I'm writing tonight from the Holiday Inn Express in Mystic, Connecticut, a half-step up from the Best Western around the block, where we had been staying for the last couple times we'd come down to visit the aquarium here. This year, after a weekend trip to my beloved western Massachusetts, I made a solemn vow: no more staying at the absolute cheapest (decent) place in town, if only because that's where kids' sports teams and the like end up. Plenty of people my age have long since sworn off mediocre hotels. I was late to adopt the policy myself, as it seemed needlessly overindulgent. However, one night at the Comfort Inn in Hadley, MA, besieged by preteen boys with lacrosse sticks and not an adult to be seen, is all it took to solidify my resolution. Never again. I still can't justify staying at the Hilton, but two stars is no longer enough.

So here I sit, with wine and wifi; life is good. The rest of my lovely family is asleep behind me, but I'm not ready to hit the hay myself. I'm going to stay up sipping red wine till I'm bound to sleep heavily enough not to be bothered by the Bean's knees in my back, or her elbow in my gut, or whatever it turns out to be tonight. You wouldn't think it'd be such a challenge, sharing a double bed with someone not yet 50 lbs heavy and only yay tall. You'd be wrong. The Peanut is even worse... she sleeps on her back with her limbs splayed like a giant capital X. Plus she talks in her sleep -- alarming, senseless little declarations that leave you uncertain what might come next. Oh sure, she looks all kinds of cute and snuggly, with her little blankie and whatever stuffed animal is currently in highest favor. What could go wrong? Ha. I've let her share my king-sized bed at home, when Mr. Sandyshoes is traveling. Somehow I always end up cowering crosswise across the bottom of the bed, barely out of reach of her cute little feet, while visions of whatever dance in her cute little head up where mine is supposed to be.

Anyway. The girls were really hard to settle down last night... the first night of a weekend trip always seems to be a tough one... and we had to threaten them with turning around and coming right back home. That Bean just wouldn't go to sleep. This morning, the Peanut wouldn't *stay* asleep.
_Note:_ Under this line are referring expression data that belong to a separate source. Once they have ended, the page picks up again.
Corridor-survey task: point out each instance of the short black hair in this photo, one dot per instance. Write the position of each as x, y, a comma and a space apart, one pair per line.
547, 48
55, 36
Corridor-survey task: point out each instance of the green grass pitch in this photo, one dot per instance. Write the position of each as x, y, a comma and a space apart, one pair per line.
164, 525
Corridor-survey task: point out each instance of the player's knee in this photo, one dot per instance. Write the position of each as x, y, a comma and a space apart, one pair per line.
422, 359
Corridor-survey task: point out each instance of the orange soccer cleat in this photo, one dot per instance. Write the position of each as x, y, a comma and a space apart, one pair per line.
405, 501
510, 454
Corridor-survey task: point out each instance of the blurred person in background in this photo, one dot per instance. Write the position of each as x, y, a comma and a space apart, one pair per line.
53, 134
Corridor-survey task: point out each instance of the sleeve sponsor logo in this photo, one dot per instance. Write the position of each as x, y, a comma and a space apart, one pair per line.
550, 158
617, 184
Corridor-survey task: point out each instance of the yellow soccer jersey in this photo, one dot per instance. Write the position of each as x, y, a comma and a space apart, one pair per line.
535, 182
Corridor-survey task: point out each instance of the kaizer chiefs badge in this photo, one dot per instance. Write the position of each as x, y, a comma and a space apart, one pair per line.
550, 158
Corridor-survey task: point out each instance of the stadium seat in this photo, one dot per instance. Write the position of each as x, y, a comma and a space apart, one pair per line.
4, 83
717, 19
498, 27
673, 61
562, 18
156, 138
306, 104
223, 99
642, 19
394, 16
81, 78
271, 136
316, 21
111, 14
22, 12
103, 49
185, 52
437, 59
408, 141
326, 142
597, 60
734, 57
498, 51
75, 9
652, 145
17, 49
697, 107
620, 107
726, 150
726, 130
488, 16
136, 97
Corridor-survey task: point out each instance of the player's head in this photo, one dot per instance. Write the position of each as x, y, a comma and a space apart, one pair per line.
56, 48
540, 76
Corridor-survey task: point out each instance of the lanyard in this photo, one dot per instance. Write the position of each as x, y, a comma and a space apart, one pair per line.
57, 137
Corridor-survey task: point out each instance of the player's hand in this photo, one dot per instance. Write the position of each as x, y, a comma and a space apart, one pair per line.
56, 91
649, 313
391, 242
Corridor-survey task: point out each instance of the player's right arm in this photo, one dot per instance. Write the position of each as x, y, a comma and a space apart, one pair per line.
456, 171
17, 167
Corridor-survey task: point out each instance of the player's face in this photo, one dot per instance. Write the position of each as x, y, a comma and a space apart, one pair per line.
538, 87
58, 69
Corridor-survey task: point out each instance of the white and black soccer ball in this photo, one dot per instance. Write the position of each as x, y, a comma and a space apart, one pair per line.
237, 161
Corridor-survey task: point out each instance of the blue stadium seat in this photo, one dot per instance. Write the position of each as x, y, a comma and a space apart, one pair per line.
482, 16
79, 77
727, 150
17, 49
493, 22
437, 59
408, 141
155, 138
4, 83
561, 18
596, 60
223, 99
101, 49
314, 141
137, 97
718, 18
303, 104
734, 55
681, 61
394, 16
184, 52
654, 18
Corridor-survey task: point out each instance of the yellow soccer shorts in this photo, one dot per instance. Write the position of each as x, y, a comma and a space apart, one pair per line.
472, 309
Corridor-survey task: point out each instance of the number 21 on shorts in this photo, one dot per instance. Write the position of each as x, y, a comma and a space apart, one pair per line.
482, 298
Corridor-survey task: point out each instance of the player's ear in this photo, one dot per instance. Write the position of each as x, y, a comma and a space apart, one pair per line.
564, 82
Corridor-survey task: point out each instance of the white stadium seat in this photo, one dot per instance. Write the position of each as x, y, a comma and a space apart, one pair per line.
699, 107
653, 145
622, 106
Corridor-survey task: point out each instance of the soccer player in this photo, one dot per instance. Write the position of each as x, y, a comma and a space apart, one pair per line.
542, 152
Another thing I've learned about staying in hotels: you should always bring one of those enormous binder clips along, in case the light-blocking curtains don't completely close on their own. It's surprising how often this is a problem, what with hotel rooms being intended specifically for sleeping in. Our present room is big enough and has most of the things we need, but there's a five-foot gap between where the heavy drapes end. That's plenty of space to allow the entire bright insult of early daylight to fill the room, adding to the injury of hours spent next to one of the offspring. Naturally Mr. Sandyshoes has rigged up something ingenious to correct the curtain problem, but I'm thinking for future reference, one of those binder clips would save a lot of rigging.

Our most successful hotel sleeping strategy has been to split the girls up. They don't share a room at home, and it doesn't seem to help them settle down if they're set up right next to each other in a hotel room. So we get a room with two double beds, divide and conquer. We stack pillows so they can't look over at each other, then we say goodnight and retreat with a book to whatever space is left us in the nook between the door and the bathroom, until we're ready to go to bed ourselves. Tonight's room has quite a bit of space, so that's nice. Sometimes there isn't anywhere to go... which is why I ended up reading Tucker Max's I Hope They Serve Beer In Hell* in the bathroom of our room at the Comfort Inn in Hadley, which actually seems sort of appropriate in retrospect.

I should sleep. More on the aquarium etc. in another post. In the meantime, what hotel chains have you found are best for staying with your kids? Any hints (besides "get a suite") for making it more restful? How about hints (besides "drug them") for settling excited kiddos?


*If even half the things Tucker Max says about himself are true, he is a genuine asshole, but a sometimes-funny one. My college roommate said she read this book and thought of me. I don't know what to make of that. I'm assuming she thought "sandy shoes will laugh at this book," not "this asshole reminds me of sandy shoes in earlier days," but I am afraid to ask.